Nuevas autoridades y los desafíos ambientales para Bolivia

En 2024, más de 10 millones de hectáreas de bosque fueron devastadas a causa de los incendios forestales en Bolivia; mientras que el modelo económico, centrado en la captura de excedentes en hidrocarburos y minería, enfrenta serios problemas a raíz de la caída de los ingresos desde 2014, lo que ha generado en todo este tiempo un contexto económico, cuyo impacto también se ve reflejado en la lucha por los derechos del medio ambiente.

Son pocos los que defienden una agenda mediática que tome en cuenta factores vinculados a la conservación y preservación, pues los intereses económicos superan a la necesidad de cuidar los bosques. Tal es así que, aquel ente que en algún momento se creó con el objetivo de salvaguardar la vida natural, y también humana, hoy se fusiona a otro, creando lo que desde ahora vendría a llamarse: Ministerio de Planificación del Desarrollo y Medio Ambiente, y que, paradójicamente, tiene como su máxima autoridad a un empresario agroindustrial.

Las opiniones pueden ser diversas, pero antes de formar un sinfín de argumentos, es necesario entender que desarrollo sostenible y medio ambiente van de la mano.
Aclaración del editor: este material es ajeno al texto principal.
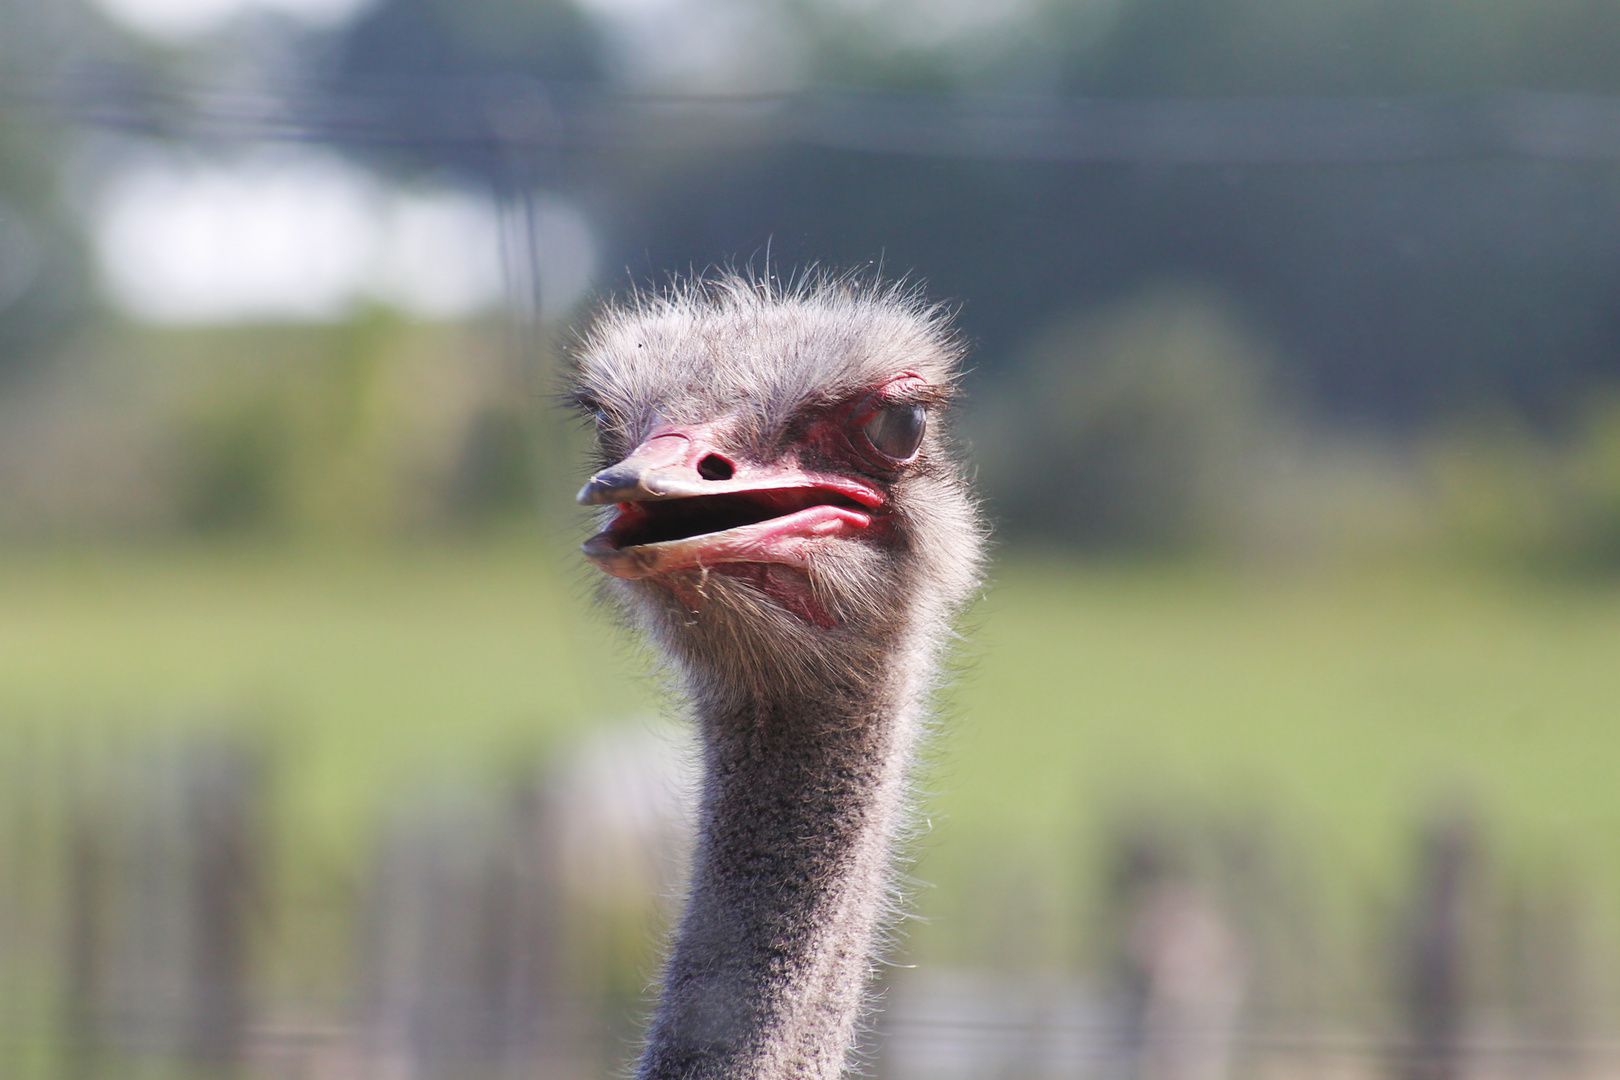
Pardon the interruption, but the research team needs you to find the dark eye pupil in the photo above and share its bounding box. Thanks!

No existe desarrollo si no se brinda un contexto adecuado para una vida digna, y una vida digna no puede gestarse ni como mínima idea, si no se cuenta con las condiciones que posibiliten la convivencia en armonía, dentro de un ecosistema saludable.

Y, en ese sentido, los desafíos que enfrentan, no sólo las nuevas autoridades gubernamentales, sino, toda Bolivia, tienen que ver con la generación de mecanismos que coadyuven a frenar la actual crisis económica, sin dejar de lado el conflicto a raíz de las sequías extremas, los incendios forestales, la desforestación y la minería, como puntos principales.

Deforestación en Bolivia

En relación con las acciones urgentes contra los incendios, es fundamental la abrogación de las leyes incendiarias que benefician al sector agroempresarial, pero, además, se debe fortalecer el control de las quemas ilegales, lo que no tendría que concentrarse en el nivel central, sino y en todo caso, debería incluir a entidades autónomas, así como a organizaciones de territorios indígenas y productores locales.

Por todo lo mencionado, la gobernanza territorial es el eslabón sobre el cual se debe trabajar, porque sin la colaboración del gobierno central, los gobiernos departamentales y municipales, los comités de acción, los territorios indígenas y los productores locales, no se puede consolidar una batalla ambiental que dé fin a los problemas encontrados y contribuya a la calidad de vida de todos los que habitamos esta región.

Respecto a los altos índices de deforestación, es importante puntualizar que Bolivia se opuso a la política de deforestación cero; lo que se hace en el país es plantear una política de desarrollo a costa de los bosques. Y, en este punto, se evidencia la participación del sector ganadero, que contribuye al 57% de la deforestación total; seguido de la agricultura mecanizada, que representa el 33% y la agricultura a pequeña escala, con un 10%.

Mineria en Bolivia.

También se debe tener en cuenta el envenenamiento de los ríos por la minería ilegal, que ha ido en desmedro no sólo del ecosistema, sino también, de la vida de quienes habitan en distintas comunidades, registrando que un 75% de estas personas, de acuerdo con el Laboratorio de Calidad Ambiental de la Universidad Mayor de “San Andrés” (UMSA), presenta niveles de mercurio en el organismo por encima de los límites permitidos. El río Beni, Madre de Dios, Kaká, Orthon, Madera, Tahuichi y Maniqui, son los ríos con mayor contaminación como consecuencia de las operaciones auríferas mineras que no tienen control alguno. Y a quienes han intentado oponerse a estas actividades, se los ha amedrentado y coaccionado.

Por todo lo mencionado, no es un capricho consolidar la protección de las áreas protegidas, más aun, cuando estas son vitales para la preservación de los bosques, el ciclo del agua y el equilibrio de la naturaleza. Bolivia cuenta con 22 áreas protegidas de carácter nacional, que en conjunto suman más de 17 millones de hectáreas; a estas se añaden otras 25 áreas departamentales, con 5 millones de hectáreas; y 84 áreas municipales, con 2.5 millones de hectáreas. En total, las 131 áreas protegidas representan el 27% del territorio boliviano. Claro, ¿cómo no sacar provecho de ello cuando el egoísmo y la codicia priman ante los valores fundamentales?

Así que, a las nuevas autoridades posesionadas, no sólo les espera un lustre escritorio, sino, y sobre todo, una cadena de retos que equilibren desarrollo, economía y medio ambiente, teniendo cuidado con aquellos intereses mezquinos de sectores exponencialmente explotadores. Y, a la sociedad en general, le queda no hacerse de la vista gorda ni de oídos sordos.